Now that we’ve been in Rome a few days, I’d like to share some of the observations we’ve made. We may expound further on some of these topics, but for now we’ll stick to simple bullet points
- The produce here is gorgeous and inexpensive. See exhibit A.
- Money, Honey: fortunately for us, the US dollar is quite strong right now. Around this time last year, €1 was worth about $1.37 USD…meaning that everything you bought was 37% more expensive than in the US. Today, however, €1 is only $1.10. Ballin on a budget.

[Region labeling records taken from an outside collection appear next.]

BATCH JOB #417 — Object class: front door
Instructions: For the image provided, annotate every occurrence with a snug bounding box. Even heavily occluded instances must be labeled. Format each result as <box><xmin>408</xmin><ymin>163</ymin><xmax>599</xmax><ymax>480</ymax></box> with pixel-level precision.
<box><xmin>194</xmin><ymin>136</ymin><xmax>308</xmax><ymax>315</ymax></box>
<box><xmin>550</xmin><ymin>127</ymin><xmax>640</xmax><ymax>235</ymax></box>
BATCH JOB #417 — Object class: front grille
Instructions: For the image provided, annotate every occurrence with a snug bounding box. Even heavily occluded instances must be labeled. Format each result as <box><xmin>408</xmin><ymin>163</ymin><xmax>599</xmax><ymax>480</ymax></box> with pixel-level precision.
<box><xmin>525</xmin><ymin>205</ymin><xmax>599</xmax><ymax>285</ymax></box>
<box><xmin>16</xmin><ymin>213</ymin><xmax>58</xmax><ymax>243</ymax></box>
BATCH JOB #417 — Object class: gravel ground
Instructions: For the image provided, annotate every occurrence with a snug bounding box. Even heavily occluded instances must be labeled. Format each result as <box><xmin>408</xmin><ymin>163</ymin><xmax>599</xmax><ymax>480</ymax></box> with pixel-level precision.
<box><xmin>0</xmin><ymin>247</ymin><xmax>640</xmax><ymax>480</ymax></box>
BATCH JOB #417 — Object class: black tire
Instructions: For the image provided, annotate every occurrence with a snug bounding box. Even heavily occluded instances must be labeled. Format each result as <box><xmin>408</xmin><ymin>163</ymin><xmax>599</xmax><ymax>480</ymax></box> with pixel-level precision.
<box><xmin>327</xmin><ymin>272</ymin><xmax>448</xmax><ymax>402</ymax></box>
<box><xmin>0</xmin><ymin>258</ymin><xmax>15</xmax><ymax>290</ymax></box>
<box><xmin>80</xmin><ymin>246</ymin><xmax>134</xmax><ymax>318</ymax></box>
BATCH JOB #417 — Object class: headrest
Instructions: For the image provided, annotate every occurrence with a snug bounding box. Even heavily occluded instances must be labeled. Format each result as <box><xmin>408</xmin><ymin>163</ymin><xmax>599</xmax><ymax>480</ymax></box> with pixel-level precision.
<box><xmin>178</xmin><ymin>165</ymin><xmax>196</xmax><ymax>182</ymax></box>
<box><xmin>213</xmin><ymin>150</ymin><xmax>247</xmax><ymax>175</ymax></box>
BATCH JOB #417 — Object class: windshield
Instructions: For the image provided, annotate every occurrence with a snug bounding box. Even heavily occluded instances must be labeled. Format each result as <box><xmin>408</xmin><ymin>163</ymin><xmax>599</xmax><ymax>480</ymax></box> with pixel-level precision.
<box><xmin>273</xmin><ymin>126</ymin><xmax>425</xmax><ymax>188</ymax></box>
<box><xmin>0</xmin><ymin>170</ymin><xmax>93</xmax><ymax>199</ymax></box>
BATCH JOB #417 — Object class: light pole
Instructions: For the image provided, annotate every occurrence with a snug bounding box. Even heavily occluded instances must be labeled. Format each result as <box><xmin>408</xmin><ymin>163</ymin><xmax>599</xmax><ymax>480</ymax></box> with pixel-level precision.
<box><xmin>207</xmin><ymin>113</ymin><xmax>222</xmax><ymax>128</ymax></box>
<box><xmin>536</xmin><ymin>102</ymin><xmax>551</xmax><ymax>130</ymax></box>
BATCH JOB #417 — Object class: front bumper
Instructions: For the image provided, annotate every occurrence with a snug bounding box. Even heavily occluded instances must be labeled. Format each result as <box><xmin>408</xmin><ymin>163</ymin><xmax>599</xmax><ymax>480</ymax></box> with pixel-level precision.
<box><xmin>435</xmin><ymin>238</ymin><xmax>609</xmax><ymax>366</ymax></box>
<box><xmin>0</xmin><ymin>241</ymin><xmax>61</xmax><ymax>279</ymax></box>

Further, taxes are included, so you actually pay sticker price on each item.
- Arriving in our neighborhood, we noticed a lot of bars. Upon further investigation, these are nothing like the bars in the US. A “bar” here is more like a mashup of a coffee shop/convenience store/bar/sandwich shop. Each is equipped with a full espresso bar and pastry selection, pre-made paninis and a few snacks, as well as cash machines, slot machines and video games, and a small selection of wines and aperitifs. No grungy pub grub, no beers on tap. They’re actually quite charming, and frequented by Italians in the mid-afternoon for a snack before dinner.
- Which leads to the next point: dinner. Well, meals in general. A typical Italian day includes four eating times. Breakfast (colazione) is a latte or espresso with a pastry or maybe some muesli with yogurt. Lunch (pranzo) is a more substantial meal usually including a pasta (or rice) course followed by a meat, cheese, and vegetable course. School-aged kids have the option of going home for lunch or eating at the school cafeteria, and many commuters opt for a pizzeria or trattoria over the midday trek home. Merenda is the afternoon snack, often similar to breakfast–a hot drink and pastry, yogurt, fruit, or a small pizza. Dinner isn’t served until 8pm, so afternoon snacking is necessary! While it was once pranzo that took center stage, there has been a distinct shift toward making dinner (cena) the largest meal of the day. This is probably due to an increase in commuting workers’ inability to come home midday, and the value placed on family meal gatherings. While a traditional or celebratory cena would consist of ten courses, a typical dinner will only have four or five. To start, antipasto (a cold starter like charcuterie or bruschetta) or primo (a hot course, usually pasta), is followed by secondo. This is the main dish, usually meat or fish, and can be served with polenta or an a la carte side dish. Then comes a salad or cheese and fruit plate, and finally dolce, like tiramisu, cannoli, or gelatto. Most Italians have a plain espresso after dinner (you’ll get a grimace if you order a latte).